Months after deputy’s departure, Nunavut chief public health officer still leading office on his own

Chief public health officer Dr. Michael Patterson says there is no timeline to recruit replacement

Dr. Michael Patterson gives an update on the COVID-19 situation in Nunavut in February. He has essentially been alone at the helm of public health since October. (Photo by Mélanie Ritchot)

By Randi Beers

It was a busy winter for Nunavut’s chief public health officer after the departure of his deputy last fall, and he says there is still no timeline for appointing a replacement.

Dr. Michael Patterson has led public health on his own since deputy chief public health officer Dr.

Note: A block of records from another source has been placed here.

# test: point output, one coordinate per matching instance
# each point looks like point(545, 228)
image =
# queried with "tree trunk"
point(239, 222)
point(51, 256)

Anne Huang, who had been appointed to the position April 5, 2021, stopped working for the Department of Health on Oct. 18 — a little more than six months ago.

That was the Monday after the City of Iqaluit and the Government of Nunavut held a Friday-evening news conference confirming Iqaluit’s water treatment plant was contaminated with fuel.

The city first heard reports of a fuel smell in the water on Oct. 2. Ten days later, public health ordered people to stop consuming it after officials found evidence of contamination at the water treatment plant.

Huang told Nunatsiaq News in December she was the lead for public health during the initial days of the water investigation.

At the time, she said, Patterson was busy managing a COVID-19 outbreak in Coral Harbour.

Huang has not commented on the circumstances of her departure. However, in a message to Nunatsiaq News this week she said: “I worked under extremely challenging and uncertain circumstances (with limited support) to protect the health of Nunavummiut in my role as the deputy CPHO.”

Health department spokesperson Danarae Sommerville has said Huang left the GN because her contract ended.

Since then, public health has dealt with multiple prominent emergencies, including the water crisis in Iqaluit, the Omicron wave of the COVID-19 pandemic that battered the territory starting in December, and an ongoing tuberculosis outbreak in Pangnirtung.

The workload varied a lot, said Patterson.

“The first little bit wasn’t too bad,” he said.

“Starting in December, things got quite busy from there and there is a whole team of different professionals working on COVID and other issues … I think all of us felt the strain.”

Nunavut’s chief public health officer has a wide range of responsibilities, including monitoring the health of people in Nunavut; identifying, investigating and managing communicable diseases; implementing public health programming; and managing public health emergency response in the territory.

He also reports to cabinet and can offer advice to government or other public health officials on health issues.

On top of that, Patterson does shifts from time to time over the weekends in the emergency department of Iqaluit’s hospital, which he says he does because he wants to.

As for finding an official, full-time deputy chief public health officer, Patterson said the Department of Health works with a physician recruitment agency to find potential candidates.

Once a candidate is recruited, Health Minister John Main will sign off on his or her appointment.

When appointed, the deputy chief public health officer’s role comes with a lot of authority: He or she has the ability to act as chief public health officer when the chief is absent or unable to act in his or her role, including signing off on public-health orders.

Over Patterson’s term, which started in spring 2019, there have been spates of time where his deputy hasn’t been appointed, but backfilled, which doesn’t come with the same amount of authority.

Dr. Jasmine Pawa was with the Department of Health between 2017 and 2021, filling various roles — including deputy chief public health officer — but she wasn’t officially appointed to the position for the entire time, according to Health department spokesperson Chris Puglia.

Dr. André Corriveau filled in as well in 2020, at the start of the COVID-19 pandemic.

Corriveau returned in March, backfilling the deputy chief public health officer role on a part-time, intermittent basis serving two to four weeks at a time.

Patterson acknowledges the gruelling workload, but stresses that even without an appointed deputy there are others he can lean on.

“I’ve been getting my pictures all over the place over the past two years, but I’ve got to emphasize there are a lot of people who have worked hard,” he said.